La justice réparatrice est un processus qui encourage les personnes contrevenantes à assumer les conséquences de leur geste et à réparer les torts ou les dommages causés par un crime. Cela peut être complémentaire au système de justice traditionnel.

Dans le documentaire, comme un observateur au-delà des portes closes, le spectateur suit le médiateur et assiste aux rencontres préparatoires où la victime et le contrevenant engagent un dialogue dans le but de réparer.

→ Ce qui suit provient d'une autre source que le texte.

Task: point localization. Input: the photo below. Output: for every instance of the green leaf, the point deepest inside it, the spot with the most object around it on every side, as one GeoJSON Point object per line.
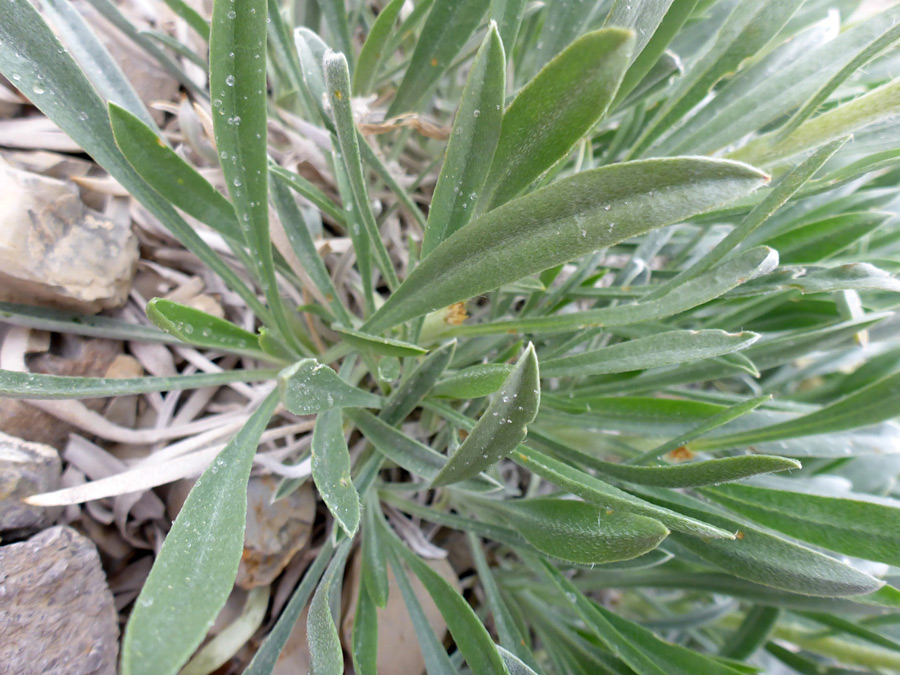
{"type": "Point", "coordinates": [645, 59]}
{"type": "Point", "coordinates": [671, 659]}
{"type": "Point", "coordinates": [365, 633]}
{"type": "Point", "coordinates": [857, 525]}
{"type": "Point", "coordinates": [603, 494]}
{"type": "Point", "coordinates": [474, 382]}
{"type": "Point", "coordinates": [708, 286]}
{"type": "Point", "coordinates": [171, 176]}
{"type": "Point", "coordinates": [14, 384]}
{"type": "Point", "coordinates": [196, 567]}
{"type": "Point", "coordinates": [404, 399]}
{"type": "Point", "coordinates": [553, 111]}
{"type": "Point", "coordinates": [408, 453]}
{"type": "Point", "coordinates": [689, 474]}
{"type": "Point", "coordinates": [374, 564]}
{"type": "Point", "coordinates": [376, 344]}
{"type": "Point", "coordinates": [309, 387]}
{"type": "Point", "coordinates": [434, 654]}
{"type": "Point", "coordinates": [237, 84]}
{"type": "Point", "coordinates": [579, 532]}
{"type": "Point", "coordinates": [637, 660]}
{"type": "Point", "coordinates": [447, 29]}
{"type": "Point", "coordinates": [266, 656]}
{"type": "Point", "coordinates": [326, 654]}
{"type": "Point", "coordinates": [191, 17]}
{"type": "Point", "coordinates": [372, 53]}
{"type": "Point", "coordinates": [73, 105]}
{"type": "Point", "coordinates": [205, 330]}
{"type": "Point", "coordinates": [878, 402]}
{"type": "Point", "coordinates": [473, 140]}
{"type": "Point", "coordinates": [852, 276]}
{"type": "Point", "coordinates": [59, 321]}
{"type": "Point", "coordinates": [764, 558]}
{"type": "Point", "coordinates": [560, 222]}
{"type": "Point", "coordinates": [749, 27]}
{"type": "Point", "coordinates": [331, 470]}
{"type": "Point", "coordinates": [502, 426]}
{"type": "Point", "coordinates": [662, 349]}
{"type": "Point", "coordinates": [507, 14]}
{"type": "Point", "coordinates": [507, 629]}
{"type": "Point", "coordinates": [94, 59]}
{"type": "Point", "coordinates": [823, 239]}
{"type": "Point", "coordinates": [469, 634]}
{"type": "Point", "coordinates": [876, 106]}
{"type": "Point", "coordinates": [337, 83]}
{"type": "Point", "coordinates": [774, 199]}
{"type": "Point", "coordinates": [301, 241]}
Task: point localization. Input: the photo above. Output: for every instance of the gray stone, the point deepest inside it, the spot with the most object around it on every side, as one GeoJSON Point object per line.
{"type": "Point", "coordinates": [25, 469]}
{"type": "Point", "coordinates": [55, 251]}
{"type": "Point", "coordinates": [56, 612]}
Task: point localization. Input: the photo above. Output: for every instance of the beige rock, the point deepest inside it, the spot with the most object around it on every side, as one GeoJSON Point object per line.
{"type": "Point", "coordinates": [56, 611]}
{"type": "Point", "coordinates": [275, 531]}
{"type": "Point", "coordinates": [56, 252]}
{"type": "Point", "coordinates": [25, 469]}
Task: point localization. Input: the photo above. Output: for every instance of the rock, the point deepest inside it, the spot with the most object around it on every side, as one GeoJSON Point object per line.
{"type": "Point", "coordinates": [25, 469]}
{"type": "Point", "coordinates": [275, 532]}
{"type": "Point", "coordinates": [56, 610]}
{"type": "Point", "coordinates": [75, 356]}
{"type": "Point", "coordinates": [54, 251]}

« Ce que j’aime particulièrement dans les documentaires, c’est montrer des personnes qui tentent de prendre en main leur destinée. Je voulais montrer que la justice réparatrice, ça ratisse large, explique Pauline Voisard. Souvent, les gens ne le savent pas et ont plein d’idées et de perceptions. Souvent, c’est un peu erroné. On pourrait avoir tendance à penser qu’entamer un processus de justice réparatrice est une façon de passer entre les mailleurs du filet de la justice traditionnelle, que c’est une façon d’obtenir une réduction de peine ou que ça ne concerne que les chicanes de voisinages. Je trouvais intéressant de voir que la justice réparatrice peut s’appliquer dans différentes situations et être intégrée dans un le système de justice traditionnel. »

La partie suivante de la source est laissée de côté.